From the steps of the Cas­tries mar­ket on the re­vis­ited evening in Fe­bru­ary 2003, the SLP leader ad­dressed his flock as fol­lows: “Would Bill Clin­ton main­tain a re­la­tion­ship with a man who is said to be a money laun­derer and cor­rupt? Would Clin­ton risk it? Would Clin­ton risk the rep­u­ta­tion of his wife?”

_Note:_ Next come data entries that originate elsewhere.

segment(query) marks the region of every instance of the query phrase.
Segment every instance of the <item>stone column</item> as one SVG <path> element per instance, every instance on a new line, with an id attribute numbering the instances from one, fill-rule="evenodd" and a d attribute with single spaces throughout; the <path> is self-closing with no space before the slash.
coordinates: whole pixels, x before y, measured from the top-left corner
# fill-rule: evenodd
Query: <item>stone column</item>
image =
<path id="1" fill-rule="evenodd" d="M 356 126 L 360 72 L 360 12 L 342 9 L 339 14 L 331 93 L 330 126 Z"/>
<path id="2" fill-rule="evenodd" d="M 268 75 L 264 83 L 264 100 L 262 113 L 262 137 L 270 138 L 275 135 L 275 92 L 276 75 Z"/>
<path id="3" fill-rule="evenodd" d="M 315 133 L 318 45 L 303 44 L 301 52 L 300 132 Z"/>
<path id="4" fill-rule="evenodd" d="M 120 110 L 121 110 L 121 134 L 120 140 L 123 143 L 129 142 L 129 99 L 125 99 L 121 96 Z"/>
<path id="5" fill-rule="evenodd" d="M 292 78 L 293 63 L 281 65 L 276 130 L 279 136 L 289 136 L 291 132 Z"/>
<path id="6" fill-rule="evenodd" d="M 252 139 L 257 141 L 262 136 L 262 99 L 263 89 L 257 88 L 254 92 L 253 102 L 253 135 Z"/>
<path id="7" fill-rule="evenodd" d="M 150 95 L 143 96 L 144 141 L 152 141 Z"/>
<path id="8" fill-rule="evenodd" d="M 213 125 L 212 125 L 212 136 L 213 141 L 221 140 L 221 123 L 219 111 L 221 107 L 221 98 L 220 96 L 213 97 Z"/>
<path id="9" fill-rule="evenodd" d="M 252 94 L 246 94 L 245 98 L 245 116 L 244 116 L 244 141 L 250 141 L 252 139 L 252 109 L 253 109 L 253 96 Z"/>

Most of these ques­tions have of­fi­cially been an­swered by United States au­thor­i­ties. As for that re­lat­ing to Clin­ton’s wife, it was an­swered long be­fore the im­peached Bill Clin­ton’s visit to Saint Lu­cia— as it turned out, all ex­penses paid by his con­tro­ver­sially close friend Gil­bert Chagoury!

Co­in­ci­den­tally, per­haps, Kenny An­thony had asked sim­i­lar ques­tions in de­fense of his own re­la­tion­ship with a cer­tain Jack Gryn­berg rep­u­ta­tion: “Why would Gre­nada and St. Vin­cent en­gage him if he was a con artist?” We know now the an­swer, if we didn’t know it when the ques­tion was asked!

But speaking of gifts: Shortly af­ter his party lost the 2005 gen­eral elec­tions, Kenny An­thony ac­cepted a brand new Pajero jeep from well­heeled Vieux Fort busi­ness peo­ple, one of whom told the

STAR it was the group’s way of show­ing ap­pre­ci­a­tion to the then op­po­si­tion leader for all he had done for them, both as their con­stituency rep­re­sen­ta­tive and as leader of govern­ment. Lo­cal laws make such touch­ing demon­stra­tions of ap­pre­ci­a­tion il­le­gal: of­fi­cials may not ac­cept re­wards for do­ing or not do­ing what tax­pay­ers pay them to do. In­ci­den­tally, Kenny An­thony had also ac­cused Ge­orge Od­lum of keep­ing for him­self a gold Rolex watch in­tended as a gift from a for­eign govern­ment to the peo­ple of Saint Lu­cia!

Shortly be­fore the 2016 gen­eral elec­tions, Kenny An­thony be­stowed on Gil­bert Chagoury our na­tion’s high­est honor—The Saint Lu­cia Cross. On the oc­ca­sion he said: “Serv­ing Saint Lu­cia has been a great priv­i­lege, con­sid­er­ing the qual­ity of its lead­ers . . .”

Lead­ers all. Left to right: Sir John Comp­ton (de­ceased), Kenny An­thony, Vaughan Lewis and Gil­bert Chagoury, holder of the na­tion’s most pres­ti­gious award: The Saint Lu­cia Cross!